Expand Regression Model

Previously, the regression model used only points scored (PTS) to predict overall Game Score (GmSc). However, basketball performance involves a lot more than just scoring. Players also contribute through rebounding and playmaking for teamates.

To capture these additional contributions, the following variables were added to the model:

TRB (Total Rebounds) – measures a player’s ability to regain possession of the ball both on offense and defense AST (Assists) – measures a player’s ability to create scoring opportunities for teammates

These variables represent different aspects of player performance and may help explain variation in Game Score. One potential concern when adding multiple variables is multicollinearity, where predictors are highly correlated with each other. Since players who score more points may also accumulate more assists or rebounds, there may be some correlation between these predictors. However, they represent different roles within the game and are not expected to be perfectly correlated with eachother.

Multiple Regression Model

model <- lm(GmSc ~ PTS + TRB + AST, data = nba)
summary(model)
## 
## Call:
## lm(formula = GmSc ~ PTS + TRB + AST, data = nba)
## 
## Residuals:
##    Min     1Q Median     3Q    Max 
## -9.046 -1.670  0.039  1.692 10.701 
## 
## Coefficients:
##             Estimate Std. Error t value Pr(>|t|)    
## (Intercept) 1.829657   0.204220   8.959   <2e-16 ***
## PTS         0.705896   0.006263 112.716   <2e-16 ***
## TRB         0.383637   0.014495  26.467   <2e-16 ***
## AST         0.556968   0.019863  28.041   <2e-16 ***
## ---
## Signif. codes:  0 '***' 0.001 '**' 0.01 '*' 0.05 '.' 0.1 ' ' 1
## 
## Residual standard error: 2.609 on 1699 degrees of freedom
## Multiple R-squared:  0.9053, Adjusted R-squared:  0.9051 
## F-statistic:  5412 on 3 and 1699 DF,  p-value: < 2.2e-16

The regression results show that points scored remains the strongest predictor of Game Score, which is expected since scoring contributes the most directly to the Game Score formula. Rebounds and assists also have positive relationships with Game Score, suggesting that players who contribute across multiple statistical categories tend to achieve the highest performance ratings. Adding these variables should improve the model by accounting for more dimensions of a player’s performance.

Residuals vs Fitted

gg_resfitted(model) +
  geom_smooth(se=FALSE)
## `geom_smooth()` using method = 'gam' and formula = 'y ~ s(x, bs = "cs")'

This plot is used to evaluate whether the relationship between the predictors and the response variable is linear and whether the variance of residuals remains constant. The residuals appear randomly scattered around zero with no strong curved pattern. This suggests that the linearity assumption is reasonably satisfied. There may be a slight increase in spread at larger fitted values as the volume of points decreases which could indicate mild heteroscedasticity but the effect does not appear to be severe. Overall, confidence in this assumption being satisfied is moderately high.

Residuals vs. X Values

plots <- gg_resX(model, plot.all = FALSE)

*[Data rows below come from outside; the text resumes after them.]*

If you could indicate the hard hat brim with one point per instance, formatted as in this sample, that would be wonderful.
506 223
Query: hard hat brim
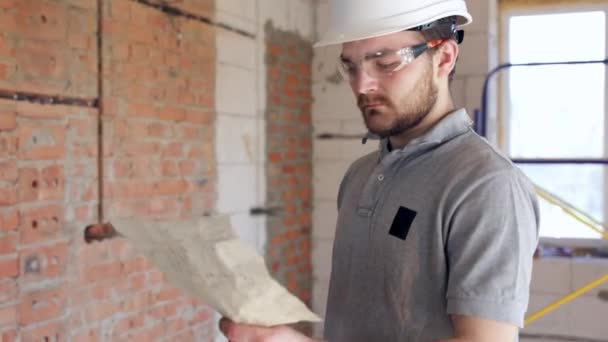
333 36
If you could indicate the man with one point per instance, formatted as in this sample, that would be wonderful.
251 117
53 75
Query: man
436 230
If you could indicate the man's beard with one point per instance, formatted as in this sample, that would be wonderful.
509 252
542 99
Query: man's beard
409 113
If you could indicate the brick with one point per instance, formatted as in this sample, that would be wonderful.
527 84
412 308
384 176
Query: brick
41 305
8 195
105 271
49 331
90 335
8 316
9 220
39 60
100 311
9 267
8 170
8 243
45 262
8 291
8 120
8 145
45 184
40 223
9 336
41 141
40 20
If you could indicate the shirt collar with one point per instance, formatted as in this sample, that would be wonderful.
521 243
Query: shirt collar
452 125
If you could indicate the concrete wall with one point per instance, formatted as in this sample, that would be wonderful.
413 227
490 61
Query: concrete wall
157 161
251 167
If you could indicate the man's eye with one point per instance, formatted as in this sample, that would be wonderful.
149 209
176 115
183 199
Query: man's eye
387 63
349 67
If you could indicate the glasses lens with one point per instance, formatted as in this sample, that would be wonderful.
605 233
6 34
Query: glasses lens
347 69
385 64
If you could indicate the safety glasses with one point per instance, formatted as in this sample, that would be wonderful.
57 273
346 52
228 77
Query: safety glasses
384 62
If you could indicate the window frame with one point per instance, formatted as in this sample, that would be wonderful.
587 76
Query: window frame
506 11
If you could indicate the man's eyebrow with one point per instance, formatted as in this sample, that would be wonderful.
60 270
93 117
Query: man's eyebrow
344 58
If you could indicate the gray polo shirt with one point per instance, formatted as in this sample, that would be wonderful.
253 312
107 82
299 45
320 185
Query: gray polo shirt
445 225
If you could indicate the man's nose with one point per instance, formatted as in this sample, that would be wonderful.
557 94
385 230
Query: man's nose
363 83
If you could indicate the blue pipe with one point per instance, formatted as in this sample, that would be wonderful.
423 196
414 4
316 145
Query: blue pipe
484 97
560 161
481 117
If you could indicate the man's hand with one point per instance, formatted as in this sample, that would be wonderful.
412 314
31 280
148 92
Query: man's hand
235 332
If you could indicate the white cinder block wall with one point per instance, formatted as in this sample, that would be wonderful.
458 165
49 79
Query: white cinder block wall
241 98
334 112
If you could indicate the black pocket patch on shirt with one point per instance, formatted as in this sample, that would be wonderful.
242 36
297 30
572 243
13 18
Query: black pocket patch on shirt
402 222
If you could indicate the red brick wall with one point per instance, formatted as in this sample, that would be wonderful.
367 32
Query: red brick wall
157 114
289 153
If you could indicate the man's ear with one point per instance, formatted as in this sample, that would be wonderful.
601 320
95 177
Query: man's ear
445 58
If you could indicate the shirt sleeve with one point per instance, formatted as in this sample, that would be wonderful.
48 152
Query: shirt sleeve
491 239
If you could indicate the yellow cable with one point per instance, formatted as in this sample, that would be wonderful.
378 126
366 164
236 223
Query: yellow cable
566 299
570 210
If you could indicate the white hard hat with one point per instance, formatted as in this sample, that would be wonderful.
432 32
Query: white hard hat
352 20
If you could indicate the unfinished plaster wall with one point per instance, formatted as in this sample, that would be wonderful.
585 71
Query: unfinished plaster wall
263 131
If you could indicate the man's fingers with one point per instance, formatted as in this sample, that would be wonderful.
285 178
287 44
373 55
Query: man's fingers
241 332
225 326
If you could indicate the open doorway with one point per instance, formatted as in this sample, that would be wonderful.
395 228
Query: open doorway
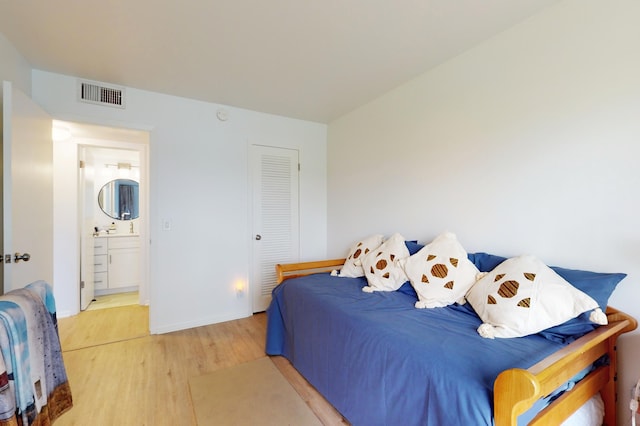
109 169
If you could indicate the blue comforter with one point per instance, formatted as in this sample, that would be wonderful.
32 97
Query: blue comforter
380 361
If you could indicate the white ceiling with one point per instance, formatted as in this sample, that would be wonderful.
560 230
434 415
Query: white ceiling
313 60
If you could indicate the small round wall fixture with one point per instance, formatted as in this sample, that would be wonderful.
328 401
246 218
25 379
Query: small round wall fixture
222 114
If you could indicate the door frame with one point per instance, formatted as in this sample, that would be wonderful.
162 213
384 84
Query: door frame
143 148
254 272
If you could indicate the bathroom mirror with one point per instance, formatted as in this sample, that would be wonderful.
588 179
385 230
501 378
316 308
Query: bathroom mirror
118 199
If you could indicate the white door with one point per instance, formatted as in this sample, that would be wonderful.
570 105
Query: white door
85 206
27 190
275 217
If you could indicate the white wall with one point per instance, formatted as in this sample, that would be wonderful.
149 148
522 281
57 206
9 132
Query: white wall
14 67
528 143
199 181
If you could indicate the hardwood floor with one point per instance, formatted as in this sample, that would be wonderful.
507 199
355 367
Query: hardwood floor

# for each variable of interest ...
plots$PTS +
  geom_smooth(se = FALSE)
## `geom_smooth()` using method = 'gam' and formula = 'y ~ s(x, bs = "cs")'

plots$TRB +
  geom_smooth(se = FALSE)
## `geom_smooth()` using method = 'gam' and formula = 'y ~ s(x, bs = "cs")'

plots$AST +
  geom_smooth(se = FALSE)
## `geom_smooth()` using method = 'gam' and formula = 'y ~ s(x, bs = "cs")'

For all three X variables the results appear scattered around zero without a clear pattern which suggests that the linear relationship assumption is reasonable. The PTS residuals seem to have the most variety, which makes sense because the amount of points a player scores has the strongest correlation with overall Game Score. They all seem to follow similar trends, so my confidence in this assumption is pretty high.

Normal Q-Q Plot

gg_qqplot(model)

This Q-Q plot checks whether the residuals follow a normal distribution or not. Most points lie very close to the diagonal reference line, indicating that the residuals are approximately normally distributed. A few observations at the extremes deviate slightly from the line, suggesting the presence of some outliers. These deviations are small and do not indicate a major violation of the normality assumption. Confidence in this assumption is moderate to high as well.

Histogram of Residuals

gg_reshist(model)
## `stat_bin()` using `bins = 30`. Pick better value with `binwidth`.

This histogram helps assess whether the residuals from the regression model are approximately normally distributed. In this case, the distribution appears to be roughly symmetric around zero with most residuals clustered near the center and decreasing as they spread outwards. While there may be slight deviations in some of the tails, the overall shape resembles a normal distribution very closely which suggests that the normality assumption is highly satisfied.

Cook’s Distance

gg_cooksd(model, threshold = 'matlab')

This measures how much each observation is influencing the entire regression model. Most of these observations have very small Cook’s distance values, indicating that the model is not strongly influenced by any of these observations. While there are a few observations that stand out like number 857 for example, this should not be too problematic or detrimental to the model and it should remain relatively stable.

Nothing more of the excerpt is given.